Nothing is off the table as investigators search for answers into what went so wrong in Houston Friday night.
"So you look at it and you say first of all, crowds are too dense," said Paul Wertheimer with Crowd Management Strategies. "And you ask the question, who is observed monitoring the crowd and who is managing the crowd? And in this case it from what i can tell so far what we know. Nobody seems to have been doing either of those things."
There's new focus on a history of troubling incidents at other Live Nation concerts and other Travis Scott events.
"I really believed that I was going to die."
"It was going on for over two hours. It just got worse and worse, everyone's like, you just can't breathe, you just feel like there's a weighted blanket on you."
One of the first lawsuits stemming from the Houston stampede names concert promoting giant Live Nation, along with rappers Travis Scott and Drake who performed that night.
"It alleges that the promoter and the musicians failed to properly plan the concert. And allowed the venue to fill beyond capacity," a lawyer said.
Density has to be kept under control. The festival seating crowd has to be open enough that emergency first responders can easily enter it to help people in need and people in the crowd have to have enough room that they can easily leave the festival seating crowd under reasonable conditions.
Live Nation is one of the largest live music promoters in the world.
Newsy ran a search through Occupational Safety and Health Administration records and found multiple Live Nation violations in the last 20 years.
Multiple other mass casualties at Live Nation events prompted other lawsuits. A suicide bomber killed 22 people at an Ariana Grande concert in England in 2017, a mass shooter killed 60 at a Live Nation country music festival in Las Vegas the same year and the company settled with victims of a stage collapse at a concert in Indiana in 2011.
The concert promoter faced another lawsuit related to trampling in 2016 at a North Carolina Gwen Stefani concert. A judge removed Live Nation from the case.

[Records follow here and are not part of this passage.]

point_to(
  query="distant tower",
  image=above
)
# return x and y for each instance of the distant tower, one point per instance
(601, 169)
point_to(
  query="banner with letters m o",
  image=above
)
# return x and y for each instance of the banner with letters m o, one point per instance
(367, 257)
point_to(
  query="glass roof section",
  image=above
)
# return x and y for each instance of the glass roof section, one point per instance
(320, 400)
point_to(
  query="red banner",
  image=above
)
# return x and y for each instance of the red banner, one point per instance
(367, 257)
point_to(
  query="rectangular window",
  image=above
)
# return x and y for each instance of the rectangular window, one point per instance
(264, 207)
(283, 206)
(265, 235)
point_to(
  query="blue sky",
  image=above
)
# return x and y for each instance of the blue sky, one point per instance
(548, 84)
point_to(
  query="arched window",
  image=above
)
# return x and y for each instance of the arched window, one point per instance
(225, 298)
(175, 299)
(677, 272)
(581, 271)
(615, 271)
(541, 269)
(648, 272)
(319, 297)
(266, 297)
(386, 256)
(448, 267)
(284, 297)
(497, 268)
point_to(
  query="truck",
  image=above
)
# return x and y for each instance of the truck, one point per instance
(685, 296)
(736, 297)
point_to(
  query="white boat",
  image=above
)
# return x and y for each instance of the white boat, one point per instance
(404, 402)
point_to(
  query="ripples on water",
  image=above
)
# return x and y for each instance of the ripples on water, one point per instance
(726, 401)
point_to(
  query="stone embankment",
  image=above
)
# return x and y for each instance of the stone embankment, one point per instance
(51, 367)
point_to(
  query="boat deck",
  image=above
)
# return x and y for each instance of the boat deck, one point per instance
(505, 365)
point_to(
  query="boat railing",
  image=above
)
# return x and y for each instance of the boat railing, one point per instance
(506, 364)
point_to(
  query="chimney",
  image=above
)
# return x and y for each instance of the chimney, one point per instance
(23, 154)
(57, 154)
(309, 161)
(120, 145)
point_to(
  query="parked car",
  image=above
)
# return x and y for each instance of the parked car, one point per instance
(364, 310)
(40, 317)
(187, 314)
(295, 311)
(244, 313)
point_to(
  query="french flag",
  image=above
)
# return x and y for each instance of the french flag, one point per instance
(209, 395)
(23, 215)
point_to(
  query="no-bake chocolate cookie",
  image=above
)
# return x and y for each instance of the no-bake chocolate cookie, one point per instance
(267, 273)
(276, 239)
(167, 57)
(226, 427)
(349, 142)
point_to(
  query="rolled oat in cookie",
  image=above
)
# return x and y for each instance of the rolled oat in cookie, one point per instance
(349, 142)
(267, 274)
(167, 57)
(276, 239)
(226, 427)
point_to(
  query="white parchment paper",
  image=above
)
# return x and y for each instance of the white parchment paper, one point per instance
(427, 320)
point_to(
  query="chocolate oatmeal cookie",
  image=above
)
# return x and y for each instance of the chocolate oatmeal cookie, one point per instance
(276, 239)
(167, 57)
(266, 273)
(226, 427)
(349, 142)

As for Travis Scott, he pleaded guilty to charges stemming from two past concerts — one in Arkansas and one in Chicago when fans rushed the stage.
Then there's this video of the rapper encouraging a fan to jump from a balcony at a 2017 concert.
"Then you have to say, how did they plan for this event? You plan properly, you have to know the crowd profile and the history of the artists, not now. The people who plan manage and approve it should have known those things before."